Data Collection for Machine Learning in SEM

Published by Patrick Mebus on

‚Data is the new gold’ is a common saying nowadays. There is so much data outside we’ve to deal with every single day. Therefore the crucial questions are: ‚what data is the most relevant for me and my campaign’? ‚What data is useless on the other side?’ and finally, ‚How can we ensure a proper and high quality data-collection?’.

There are several ways we can gain data in Search Engine Marketing
  • Website tracking and measuring onpage-actions
  • Search Engine measurements (e.g. Impressions and clicks)
  • Import CRM-data
  • Import 3rd Party data
  • Use public datasets

A smooth data collection: foundation of a proper Machine Learning model

Even, if this is just the first step, the collection of data is one of the most sensitive moments during the whole process. If we start digging in the wrong location, we’ll find everything but gold. Or worst: something that looks like gold but is something completely different. Working with wrong data in Machine Learning will lead to wrong assumptions. Nobody wants to make decisions based in crappy numbers and measurements. The impact of data-quality on the results is massive.

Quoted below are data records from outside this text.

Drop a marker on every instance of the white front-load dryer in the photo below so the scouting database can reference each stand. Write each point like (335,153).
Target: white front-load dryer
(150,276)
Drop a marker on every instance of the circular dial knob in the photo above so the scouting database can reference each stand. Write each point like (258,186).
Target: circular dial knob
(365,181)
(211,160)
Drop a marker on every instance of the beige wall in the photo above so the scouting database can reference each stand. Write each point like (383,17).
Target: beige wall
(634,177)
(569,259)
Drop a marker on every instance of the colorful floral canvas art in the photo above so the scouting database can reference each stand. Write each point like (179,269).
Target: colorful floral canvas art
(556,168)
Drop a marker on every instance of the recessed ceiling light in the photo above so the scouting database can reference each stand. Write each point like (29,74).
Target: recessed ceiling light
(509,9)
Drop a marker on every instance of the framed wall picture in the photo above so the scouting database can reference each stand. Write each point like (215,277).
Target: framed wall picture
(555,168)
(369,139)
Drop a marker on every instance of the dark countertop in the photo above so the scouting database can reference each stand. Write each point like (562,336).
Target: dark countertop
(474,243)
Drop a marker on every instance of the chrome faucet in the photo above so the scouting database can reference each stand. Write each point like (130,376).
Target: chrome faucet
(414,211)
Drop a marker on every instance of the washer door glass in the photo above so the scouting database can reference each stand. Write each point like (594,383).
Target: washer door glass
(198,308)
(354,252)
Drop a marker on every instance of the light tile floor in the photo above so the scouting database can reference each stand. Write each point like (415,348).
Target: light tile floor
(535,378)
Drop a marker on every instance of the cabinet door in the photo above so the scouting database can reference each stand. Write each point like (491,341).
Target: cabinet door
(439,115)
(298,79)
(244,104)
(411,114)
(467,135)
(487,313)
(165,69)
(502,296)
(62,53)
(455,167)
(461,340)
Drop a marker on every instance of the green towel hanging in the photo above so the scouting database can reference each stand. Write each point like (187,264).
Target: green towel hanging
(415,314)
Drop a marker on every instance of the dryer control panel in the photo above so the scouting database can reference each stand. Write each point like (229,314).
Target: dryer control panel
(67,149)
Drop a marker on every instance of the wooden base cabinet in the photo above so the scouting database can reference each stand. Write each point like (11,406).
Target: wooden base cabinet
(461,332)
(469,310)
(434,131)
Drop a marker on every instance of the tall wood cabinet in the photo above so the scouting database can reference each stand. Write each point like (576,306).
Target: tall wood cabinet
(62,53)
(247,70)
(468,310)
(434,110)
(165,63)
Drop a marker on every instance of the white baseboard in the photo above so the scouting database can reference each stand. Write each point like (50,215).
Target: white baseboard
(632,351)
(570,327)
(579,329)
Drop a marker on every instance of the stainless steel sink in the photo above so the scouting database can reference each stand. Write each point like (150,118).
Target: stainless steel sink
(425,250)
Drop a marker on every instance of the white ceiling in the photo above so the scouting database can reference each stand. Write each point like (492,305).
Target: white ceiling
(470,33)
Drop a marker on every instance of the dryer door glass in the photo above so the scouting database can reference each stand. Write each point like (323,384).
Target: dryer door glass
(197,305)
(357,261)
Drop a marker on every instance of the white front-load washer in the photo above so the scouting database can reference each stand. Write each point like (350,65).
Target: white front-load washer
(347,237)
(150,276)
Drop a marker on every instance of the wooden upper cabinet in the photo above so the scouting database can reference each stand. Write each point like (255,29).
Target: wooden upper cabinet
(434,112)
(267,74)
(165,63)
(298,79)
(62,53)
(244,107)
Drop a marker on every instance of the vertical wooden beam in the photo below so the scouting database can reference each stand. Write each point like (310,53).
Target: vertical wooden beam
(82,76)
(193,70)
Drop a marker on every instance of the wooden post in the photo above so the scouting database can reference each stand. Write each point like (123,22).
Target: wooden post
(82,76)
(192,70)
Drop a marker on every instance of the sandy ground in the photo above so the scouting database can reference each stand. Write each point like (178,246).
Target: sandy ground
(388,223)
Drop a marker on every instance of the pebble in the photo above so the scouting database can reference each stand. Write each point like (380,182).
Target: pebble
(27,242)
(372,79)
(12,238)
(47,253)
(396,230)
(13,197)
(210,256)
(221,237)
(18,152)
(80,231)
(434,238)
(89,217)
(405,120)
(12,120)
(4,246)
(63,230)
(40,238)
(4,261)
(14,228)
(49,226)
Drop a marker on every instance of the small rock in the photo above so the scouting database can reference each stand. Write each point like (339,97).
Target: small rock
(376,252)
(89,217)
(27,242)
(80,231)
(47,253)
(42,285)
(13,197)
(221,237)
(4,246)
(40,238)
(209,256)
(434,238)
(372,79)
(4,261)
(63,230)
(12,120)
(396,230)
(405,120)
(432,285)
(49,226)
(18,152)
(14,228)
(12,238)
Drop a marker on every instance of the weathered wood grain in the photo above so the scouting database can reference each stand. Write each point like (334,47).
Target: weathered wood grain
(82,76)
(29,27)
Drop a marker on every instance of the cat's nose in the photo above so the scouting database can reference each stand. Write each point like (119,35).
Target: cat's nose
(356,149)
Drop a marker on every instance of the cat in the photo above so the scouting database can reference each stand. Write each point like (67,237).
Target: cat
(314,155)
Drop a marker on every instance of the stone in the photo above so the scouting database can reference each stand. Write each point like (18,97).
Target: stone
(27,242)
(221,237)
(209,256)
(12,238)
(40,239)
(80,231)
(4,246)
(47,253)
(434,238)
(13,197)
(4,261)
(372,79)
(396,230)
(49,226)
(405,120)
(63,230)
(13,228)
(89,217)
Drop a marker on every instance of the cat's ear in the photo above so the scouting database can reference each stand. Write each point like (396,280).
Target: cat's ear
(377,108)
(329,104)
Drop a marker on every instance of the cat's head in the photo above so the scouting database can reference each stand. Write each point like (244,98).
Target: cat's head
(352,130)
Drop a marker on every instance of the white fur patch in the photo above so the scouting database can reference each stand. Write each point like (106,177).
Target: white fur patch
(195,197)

How to ensure a high quality data collection?
  1. Make sure your tracking pixels are impleneted properly and fire correctly when it comes to events and onsite-actions.
  2. To ensure a constant flow of data, avoid that your campaigns run out of budget and get disabled
  3. If you’re planning to bring some 3rd party tracking-data to your tracking-solution you should doublecheck, if the particular provider is compatible. Google for example has a lot of ad serving requirements and maintains a whitelist for external vendors
  4. Make sure that you’ve the right fliters enabled in your conversion-pixel setup. To capture just the relevant data you could exclude your own IP-adress, particular hostnames or irrelevant data sources
  5. Always have an eye on your companies or clients overall marketing activities. To detect and explain unexpected peaks and drops in your traffic this is just super useful and became a standard in my own approach for the last couple of years.